A game range with his dog doing anti poaching work (Photo: CarlFourie via Getty Images)
A game range with his dog doing anti poaching work (Photo: CarlFourie via Getty Images)

(di Giulio Nespoli)

La pandemia è stata un campanello di allarme. Ha dimostrato che il rischio di un salto di specie di virus abitualmente relegati in zone remote ha una portata devastante. Eppure il bracconaggio non si è fermato neppure durante la fase più acuta del covid 19 moltiplicando le occasioni di potenziale contagio. La denuncia viene dal “Rapporto zoomafia 2021” della Lav (Lega anti vivisezione) che cita un’inchiesta di Le Monde.

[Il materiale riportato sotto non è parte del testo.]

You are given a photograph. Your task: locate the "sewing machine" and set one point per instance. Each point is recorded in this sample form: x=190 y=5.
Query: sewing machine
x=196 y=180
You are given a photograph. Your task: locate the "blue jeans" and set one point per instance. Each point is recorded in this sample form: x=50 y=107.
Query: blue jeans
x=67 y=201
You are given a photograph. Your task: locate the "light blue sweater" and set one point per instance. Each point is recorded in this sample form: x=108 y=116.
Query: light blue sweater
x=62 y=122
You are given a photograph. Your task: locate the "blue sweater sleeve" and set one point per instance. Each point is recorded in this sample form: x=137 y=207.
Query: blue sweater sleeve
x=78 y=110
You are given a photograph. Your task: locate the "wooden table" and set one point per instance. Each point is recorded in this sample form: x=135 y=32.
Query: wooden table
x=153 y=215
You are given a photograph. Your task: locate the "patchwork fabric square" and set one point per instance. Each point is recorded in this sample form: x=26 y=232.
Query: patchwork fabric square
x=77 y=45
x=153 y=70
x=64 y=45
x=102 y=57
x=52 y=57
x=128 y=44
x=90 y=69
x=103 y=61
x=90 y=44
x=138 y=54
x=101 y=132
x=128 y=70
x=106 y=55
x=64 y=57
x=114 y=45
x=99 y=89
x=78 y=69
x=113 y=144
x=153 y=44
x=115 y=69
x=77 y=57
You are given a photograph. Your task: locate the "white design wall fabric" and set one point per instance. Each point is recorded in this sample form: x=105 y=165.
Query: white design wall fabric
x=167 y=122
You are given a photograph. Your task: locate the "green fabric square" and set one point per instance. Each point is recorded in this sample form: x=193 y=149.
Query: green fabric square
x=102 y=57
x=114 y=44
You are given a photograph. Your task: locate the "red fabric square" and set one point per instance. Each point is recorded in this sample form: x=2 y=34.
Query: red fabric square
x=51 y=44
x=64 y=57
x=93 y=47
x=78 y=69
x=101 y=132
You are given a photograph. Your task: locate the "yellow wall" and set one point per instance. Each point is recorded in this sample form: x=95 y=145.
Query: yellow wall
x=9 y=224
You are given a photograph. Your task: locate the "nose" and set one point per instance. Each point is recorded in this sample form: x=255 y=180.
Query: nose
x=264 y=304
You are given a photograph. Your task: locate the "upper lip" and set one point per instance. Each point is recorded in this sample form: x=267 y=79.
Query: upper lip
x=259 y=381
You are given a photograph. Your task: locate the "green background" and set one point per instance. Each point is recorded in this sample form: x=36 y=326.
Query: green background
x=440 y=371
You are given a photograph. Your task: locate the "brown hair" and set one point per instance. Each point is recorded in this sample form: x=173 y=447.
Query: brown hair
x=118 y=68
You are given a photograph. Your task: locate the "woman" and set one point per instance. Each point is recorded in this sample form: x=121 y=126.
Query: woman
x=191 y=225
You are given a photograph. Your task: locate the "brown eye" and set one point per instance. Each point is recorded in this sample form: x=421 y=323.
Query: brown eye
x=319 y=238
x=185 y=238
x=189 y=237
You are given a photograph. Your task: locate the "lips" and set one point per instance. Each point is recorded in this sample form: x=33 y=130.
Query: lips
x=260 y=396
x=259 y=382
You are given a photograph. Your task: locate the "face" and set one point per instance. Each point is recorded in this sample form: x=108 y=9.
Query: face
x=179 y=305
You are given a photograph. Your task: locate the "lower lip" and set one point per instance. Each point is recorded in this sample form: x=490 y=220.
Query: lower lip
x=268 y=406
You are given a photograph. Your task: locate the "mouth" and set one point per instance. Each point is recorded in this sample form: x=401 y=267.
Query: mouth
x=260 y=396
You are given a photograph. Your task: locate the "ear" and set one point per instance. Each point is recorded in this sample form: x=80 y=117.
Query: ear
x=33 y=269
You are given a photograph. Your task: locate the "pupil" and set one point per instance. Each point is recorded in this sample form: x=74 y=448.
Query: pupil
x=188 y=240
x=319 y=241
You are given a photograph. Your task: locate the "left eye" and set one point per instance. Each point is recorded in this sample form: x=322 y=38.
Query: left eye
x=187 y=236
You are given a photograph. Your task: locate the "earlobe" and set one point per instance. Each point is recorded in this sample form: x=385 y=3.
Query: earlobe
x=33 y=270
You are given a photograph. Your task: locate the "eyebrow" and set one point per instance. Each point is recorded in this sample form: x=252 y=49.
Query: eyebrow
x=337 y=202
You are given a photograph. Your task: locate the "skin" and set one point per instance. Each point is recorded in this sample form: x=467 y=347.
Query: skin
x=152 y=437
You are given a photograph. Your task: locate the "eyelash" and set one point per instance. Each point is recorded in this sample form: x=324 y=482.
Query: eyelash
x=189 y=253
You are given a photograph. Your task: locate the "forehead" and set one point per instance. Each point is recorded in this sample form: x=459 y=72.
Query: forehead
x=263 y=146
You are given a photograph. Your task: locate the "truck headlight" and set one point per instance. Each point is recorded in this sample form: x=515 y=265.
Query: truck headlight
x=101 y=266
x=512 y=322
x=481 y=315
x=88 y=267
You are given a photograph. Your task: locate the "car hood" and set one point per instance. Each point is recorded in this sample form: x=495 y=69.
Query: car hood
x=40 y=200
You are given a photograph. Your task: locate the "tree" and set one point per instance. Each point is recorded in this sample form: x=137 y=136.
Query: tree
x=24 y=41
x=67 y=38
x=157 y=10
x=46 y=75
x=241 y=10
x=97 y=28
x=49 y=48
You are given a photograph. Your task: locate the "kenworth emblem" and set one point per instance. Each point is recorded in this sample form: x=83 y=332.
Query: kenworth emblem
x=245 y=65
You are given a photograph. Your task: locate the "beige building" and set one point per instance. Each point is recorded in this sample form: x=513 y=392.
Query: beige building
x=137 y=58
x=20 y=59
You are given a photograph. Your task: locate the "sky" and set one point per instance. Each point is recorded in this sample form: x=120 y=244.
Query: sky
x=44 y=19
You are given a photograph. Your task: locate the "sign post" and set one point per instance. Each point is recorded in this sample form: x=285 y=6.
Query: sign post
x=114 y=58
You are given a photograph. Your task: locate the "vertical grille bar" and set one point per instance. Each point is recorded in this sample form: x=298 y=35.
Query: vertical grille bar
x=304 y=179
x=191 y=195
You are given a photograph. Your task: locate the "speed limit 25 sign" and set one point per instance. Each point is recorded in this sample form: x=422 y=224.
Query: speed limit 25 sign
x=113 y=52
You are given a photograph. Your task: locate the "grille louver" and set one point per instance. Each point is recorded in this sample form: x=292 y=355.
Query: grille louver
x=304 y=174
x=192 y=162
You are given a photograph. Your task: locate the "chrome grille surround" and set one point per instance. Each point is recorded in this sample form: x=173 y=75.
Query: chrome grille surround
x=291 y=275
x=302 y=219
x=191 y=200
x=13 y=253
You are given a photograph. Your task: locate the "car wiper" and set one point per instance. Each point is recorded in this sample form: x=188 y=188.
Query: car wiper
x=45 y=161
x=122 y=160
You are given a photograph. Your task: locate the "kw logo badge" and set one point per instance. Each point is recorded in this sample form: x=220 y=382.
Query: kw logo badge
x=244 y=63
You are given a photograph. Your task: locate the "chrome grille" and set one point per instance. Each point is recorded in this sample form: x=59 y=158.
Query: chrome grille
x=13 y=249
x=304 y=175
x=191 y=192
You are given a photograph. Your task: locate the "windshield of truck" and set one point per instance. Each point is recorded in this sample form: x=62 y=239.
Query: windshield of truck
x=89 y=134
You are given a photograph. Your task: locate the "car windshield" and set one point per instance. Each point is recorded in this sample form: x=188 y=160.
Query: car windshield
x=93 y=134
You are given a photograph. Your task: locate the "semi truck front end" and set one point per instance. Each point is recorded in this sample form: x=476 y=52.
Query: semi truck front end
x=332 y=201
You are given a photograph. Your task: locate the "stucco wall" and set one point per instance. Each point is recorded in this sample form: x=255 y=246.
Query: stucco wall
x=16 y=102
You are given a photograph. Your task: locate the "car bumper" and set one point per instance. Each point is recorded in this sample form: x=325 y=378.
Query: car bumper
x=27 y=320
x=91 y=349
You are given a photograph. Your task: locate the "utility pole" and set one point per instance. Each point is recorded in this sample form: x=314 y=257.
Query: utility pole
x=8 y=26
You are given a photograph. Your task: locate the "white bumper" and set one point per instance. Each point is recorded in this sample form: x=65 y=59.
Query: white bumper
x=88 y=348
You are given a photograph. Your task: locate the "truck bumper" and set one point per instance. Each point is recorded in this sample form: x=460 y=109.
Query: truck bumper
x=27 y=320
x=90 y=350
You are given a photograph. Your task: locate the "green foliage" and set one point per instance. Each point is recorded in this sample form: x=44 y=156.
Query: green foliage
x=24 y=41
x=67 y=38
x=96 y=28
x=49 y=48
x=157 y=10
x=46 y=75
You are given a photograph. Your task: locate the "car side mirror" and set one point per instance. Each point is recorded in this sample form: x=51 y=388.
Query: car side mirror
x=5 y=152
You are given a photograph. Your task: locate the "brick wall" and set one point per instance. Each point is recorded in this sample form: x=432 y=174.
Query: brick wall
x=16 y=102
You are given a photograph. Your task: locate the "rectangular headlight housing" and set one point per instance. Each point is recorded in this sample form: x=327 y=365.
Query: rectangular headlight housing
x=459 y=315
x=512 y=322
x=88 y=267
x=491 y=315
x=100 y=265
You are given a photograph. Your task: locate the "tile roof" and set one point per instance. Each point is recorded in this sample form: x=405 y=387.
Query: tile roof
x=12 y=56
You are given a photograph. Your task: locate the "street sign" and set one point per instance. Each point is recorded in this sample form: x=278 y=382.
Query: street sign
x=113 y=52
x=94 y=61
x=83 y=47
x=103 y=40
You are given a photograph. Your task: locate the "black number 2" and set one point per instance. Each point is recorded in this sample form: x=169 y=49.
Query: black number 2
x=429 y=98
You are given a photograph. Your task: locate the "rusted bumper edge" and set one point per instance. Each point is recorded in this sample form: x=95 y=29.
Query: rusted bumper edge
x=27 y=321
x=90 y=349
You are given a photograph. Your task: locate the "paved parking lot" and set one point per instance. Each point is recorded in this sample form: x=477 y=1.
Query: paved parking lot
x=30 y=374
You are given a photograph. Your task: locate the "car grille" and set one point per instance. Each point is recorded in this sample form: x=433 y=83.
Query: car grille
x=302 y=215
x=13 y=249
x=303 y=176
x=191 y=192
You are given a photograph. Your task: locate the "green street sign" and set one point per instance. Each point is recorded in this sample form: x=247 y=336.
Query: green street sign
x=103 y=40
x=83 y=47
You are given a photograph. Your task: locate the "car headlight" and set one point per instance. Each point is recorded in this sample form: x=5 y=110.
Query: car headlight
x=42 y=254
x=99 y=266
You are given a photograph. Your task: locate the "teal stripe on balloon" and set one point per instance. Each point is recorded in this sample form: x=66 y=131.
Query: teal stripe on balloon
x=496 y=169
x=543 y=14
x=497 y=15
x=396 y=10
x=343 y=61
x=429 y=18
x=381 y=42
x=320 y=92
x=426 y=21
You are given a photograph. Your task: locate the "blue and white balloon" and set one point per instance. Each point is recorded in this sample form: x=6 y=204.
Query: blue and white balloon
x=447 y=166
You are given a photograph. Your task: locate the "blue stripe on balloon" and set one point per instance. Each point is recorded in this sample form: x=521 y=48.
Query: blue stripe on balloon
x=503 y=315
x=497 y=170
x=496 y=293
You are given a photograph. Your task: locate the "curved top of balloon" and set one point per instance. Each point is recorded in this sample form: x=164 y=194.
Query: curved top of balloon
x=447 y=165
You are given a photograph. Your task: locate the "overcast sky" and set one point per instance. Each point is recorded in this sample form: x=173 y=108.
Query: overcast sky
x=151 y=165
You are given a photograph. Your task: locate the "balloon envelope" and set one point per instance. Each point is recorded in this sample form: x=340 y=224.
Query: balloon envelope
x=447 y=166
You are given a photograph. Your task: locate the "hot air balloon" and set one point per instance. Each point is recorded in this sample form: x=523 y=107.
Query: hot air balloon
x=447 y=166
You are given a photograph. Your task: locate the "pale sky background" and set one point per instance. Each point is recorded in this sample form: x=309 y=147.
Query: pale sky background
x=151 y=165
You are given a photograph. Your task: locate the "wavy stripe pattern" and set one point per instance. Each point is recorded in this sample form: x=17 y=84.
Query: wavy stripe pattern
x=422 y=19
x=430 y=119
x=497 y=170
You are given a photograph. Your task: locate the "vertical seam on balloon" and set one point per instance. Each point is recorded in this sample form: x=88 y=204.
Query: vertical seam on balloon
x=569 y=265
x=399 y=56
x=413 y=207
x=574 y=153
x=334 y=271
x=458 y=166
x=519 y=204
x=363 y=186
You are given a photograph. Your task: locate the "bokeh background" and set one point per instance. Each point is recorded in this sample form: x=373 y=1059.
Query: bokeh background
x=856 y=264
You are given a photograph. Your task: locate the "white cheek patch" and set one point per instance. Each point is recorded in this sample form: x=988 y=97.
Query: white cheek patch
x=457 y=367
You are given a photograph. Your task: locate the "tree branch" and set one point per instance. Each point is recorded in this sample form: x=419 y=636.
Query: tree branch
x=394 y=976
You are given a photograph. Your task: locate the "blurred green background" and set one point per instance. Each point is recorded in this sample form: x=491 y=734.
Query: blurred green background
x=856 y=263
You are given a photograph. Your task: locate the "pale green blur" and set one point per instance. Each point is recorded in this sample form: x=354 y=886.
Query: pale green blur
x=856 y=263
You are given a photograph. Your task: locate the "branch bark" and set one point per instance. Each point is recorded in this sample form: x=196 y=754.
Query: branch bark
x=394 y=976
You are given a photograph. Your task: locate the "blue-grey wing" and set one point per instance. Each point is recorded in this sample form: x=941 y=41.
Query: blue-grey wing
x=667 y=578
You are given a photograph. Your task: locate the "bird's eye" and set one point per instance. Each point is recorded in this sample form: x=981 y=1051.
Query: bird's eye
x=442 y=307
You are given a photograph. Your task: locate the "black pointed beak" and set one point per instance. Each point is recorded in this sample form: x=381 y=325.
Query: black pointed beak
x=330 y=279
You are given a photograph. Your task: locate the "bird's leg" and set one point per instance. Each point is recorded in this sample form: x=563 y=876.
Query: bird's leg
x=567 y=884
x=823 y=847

Secondo il quotidiano francese, nonostante la pandemia e il rischio contagio da animali selvatici, nelle regioni nord orientali del Congo c’è stato un boom di caccia alla carne di scimmia, antilopi, pangolini e porcospini. Specie come pangolini e coccodrilli sono vendute apertamente nei mercati urbani e nei ristoranti, sebbene siano in teoria super protette. Il traffico avviene in condizioni igienico-sanitarie inesistenti, in mercati affollatissimi, con stretto contatto tra persone e animali. Una promiscuità che, come è noto, favorisce il passaggio dei virus da specie a specie e dagli animali all’uomo. E’ probabile che sia questo il meccanismo che ha permesso al covid 19 di iniziare la sua lunga marcia partendo dal mercato cinese di Wuhan.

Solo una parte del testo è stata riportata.